No Coverage for Claim That “Correlates” to Claim Made Before Policy Period
The United States Court of Appeals for the Eleventh Circuit has held that, under Florida law, no coverage was available under a claims-made policy for a claim that “correlates” to a claim made before the policy period. Datamaxx Applied Techs., Inc. v. Brown & Brown, Inc., 2022 WL 3597311 (11th Cir. Aug. 23, 2022).
The insured, a software provider, entered into a development and licensing agreement with another software provider in which one would provide its proprietary technology to create a jointly developed “enhanced product” that the other would then promote to its customers. In 2014, one provider sued the insured, alleging that the insured provider had unilaterally used the jointly developed code to bring a competing product to market. The providers settled, and the insured tendered the claim to its insurer who partially reimbursed the insured provider and was subsequently released from any future related claims.
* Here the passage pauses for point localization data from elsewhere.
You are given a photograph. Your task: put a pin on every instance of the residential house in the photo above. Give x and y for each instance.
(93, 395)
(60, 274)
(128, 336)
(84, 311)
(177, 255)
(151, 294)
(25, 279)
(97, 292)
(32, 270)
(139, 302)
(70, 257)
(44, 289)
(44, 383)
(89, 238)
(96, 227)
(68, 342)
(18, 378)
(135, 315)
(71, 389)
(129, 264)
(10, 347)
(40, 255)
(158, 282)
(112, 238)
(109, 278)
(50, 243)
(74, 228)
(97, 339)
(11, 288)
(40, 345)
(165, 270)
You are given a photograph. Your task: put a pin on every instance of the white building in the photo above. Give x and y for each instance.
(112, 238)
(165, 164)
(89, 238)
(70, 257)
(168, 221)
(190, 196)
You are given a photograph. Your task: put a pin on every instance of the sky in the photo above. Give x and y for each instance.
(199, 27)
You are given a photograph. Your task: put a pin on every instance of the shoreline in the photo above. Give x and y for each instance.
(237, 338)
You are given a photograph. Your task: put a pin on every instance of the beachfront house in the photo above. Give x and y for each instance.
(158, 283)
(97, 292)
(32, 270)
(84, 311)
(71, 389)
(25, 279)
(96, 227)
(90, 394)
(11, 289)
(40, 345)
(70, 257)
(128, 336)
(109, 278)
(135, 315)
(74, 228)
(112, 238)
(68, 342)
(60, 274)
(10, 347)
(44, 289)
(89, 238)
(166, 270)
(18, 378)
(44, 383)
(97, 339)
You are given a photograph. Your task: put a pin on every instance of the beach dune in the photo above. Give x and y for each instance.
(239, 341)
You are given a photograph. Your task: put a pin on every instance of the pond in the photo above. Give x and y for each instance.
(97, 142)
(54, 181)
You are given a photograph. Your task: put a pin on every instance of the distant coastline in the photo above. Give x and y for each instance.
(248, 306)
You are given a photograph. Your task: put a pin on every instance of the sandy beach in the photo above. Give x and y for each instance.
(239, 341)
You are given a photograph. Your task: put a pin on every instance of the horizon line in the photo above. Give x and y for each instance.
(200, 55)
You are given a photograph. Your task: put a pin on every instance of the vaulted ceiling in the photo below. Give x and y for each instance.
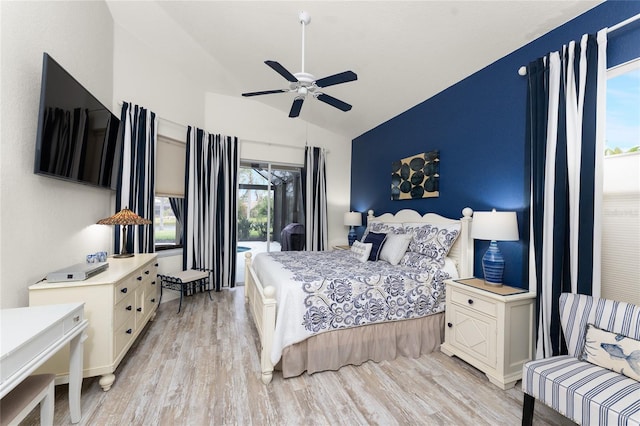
(403, 52)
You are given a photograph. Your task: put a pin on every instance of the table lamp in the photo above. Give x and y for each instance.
(494, 226)
(352, 219)
(124, 218)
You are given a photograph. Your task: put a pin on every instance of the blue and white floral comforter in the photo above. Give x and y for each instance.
(323, 291)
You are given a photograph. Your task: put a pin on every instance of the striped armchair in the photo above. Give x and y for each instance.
(584, 392)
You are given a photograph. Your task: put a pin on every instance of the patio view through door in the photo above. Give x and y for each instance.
(269, 200)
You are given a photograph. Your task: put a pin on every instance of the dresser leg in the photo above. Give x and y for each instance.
(106, 381)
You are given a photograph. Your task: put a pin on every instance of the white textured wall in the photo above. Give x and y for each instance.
(46, 224)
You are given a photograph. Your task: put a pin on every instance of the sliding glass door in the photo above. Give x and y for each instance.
(269, 200)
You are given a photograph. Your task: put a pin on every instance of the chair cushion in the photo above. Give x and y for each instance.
(578, 310)
(585, 393)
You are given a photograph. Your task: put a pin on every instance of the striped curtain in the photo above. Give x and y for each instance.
(315, 198)
(136, 183)
(210, 213)
(565, 124)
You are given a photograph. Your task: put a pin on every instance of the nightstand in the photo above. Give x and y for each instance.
(490, 328)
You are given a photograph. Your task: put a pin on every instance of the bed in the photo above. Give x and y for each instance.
(301, 325)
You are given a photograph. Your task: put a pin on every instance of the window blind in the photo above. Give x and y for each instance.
(170, 160)
(621, 247)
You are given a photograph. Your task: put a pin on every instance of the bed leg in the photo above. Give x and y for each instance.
(266, 377)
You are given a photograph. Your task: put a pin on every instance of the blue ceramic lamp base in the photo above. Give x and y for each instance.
(352, 235)
(493, 265)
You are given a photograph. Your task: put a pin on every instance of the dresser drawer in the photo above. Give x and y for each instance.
(71, 321)
(124, 335)
(474, 302)
(123, 289)
(123, 310)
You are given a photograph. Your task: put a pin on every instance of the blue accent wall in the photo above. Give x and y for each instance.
(479, 127)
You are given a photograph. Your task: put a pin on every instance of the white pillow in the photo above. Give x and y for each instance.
(395, 246)
(383, 228)
(361, 251)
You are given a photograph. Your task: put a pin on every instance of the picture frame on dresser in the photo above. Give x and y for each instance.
(119, 303)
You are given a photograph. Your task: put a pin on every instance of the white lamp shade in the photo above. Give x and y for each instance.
(353, 219)
(495, 226)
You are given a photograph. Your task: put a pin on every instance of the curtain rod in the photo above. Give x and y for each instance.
(523, 69)
(283, 145)
(239, 139)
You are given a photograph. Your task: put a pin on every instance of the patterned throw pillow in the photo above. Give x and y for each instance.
(377, 240)
(395, 246)
(383, 228)
(431, 240)
(416, 260)
(361, 250)
(612, 351)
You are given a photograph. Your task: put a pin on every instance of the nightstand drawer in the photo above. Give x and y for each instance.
(474, 334)
(473, 302)
(490, 328)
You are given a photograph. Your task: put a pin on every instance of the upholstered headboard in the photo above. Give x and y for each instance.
(462, 250)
The software providers continued to do business with each other under the same development and licensing agreement until, five years later, the software provider alleged that the insured provider had launched a separate, new competing product in breach of their development and licensing agreement. The insured noticed the claim to its new insurer, who denied coverage based on a policy provision providing that “[t]his coverage does not apply to … any claim that correlates with an act, if such act also correlates with any claim deemed to have been made before the beginning of this policy period.” In the ensuing coverage litigation, the district court granted the insurer’s motion for summary judgment. The insured appealed.
The Eleventh Circuit upheld the district court’s decision. In examining the “correlation” provision, the court noted that “correlate” is not ambiguous and is not synonymous with “related,” as the insured had argued. Relying on the dictionary definition of the word, the court held that establishing correlation requires showing that the claims “tend to vary, be associated, or occur together in a way not expected on the basis of chance alone.” Ultimately, the court found the 2014 and 2018 claims “correlated” because the insured breached the same development and licensing agreement in a similar way – namely, by attempting for the second time to circumvent the agreement and bring a competing product to market.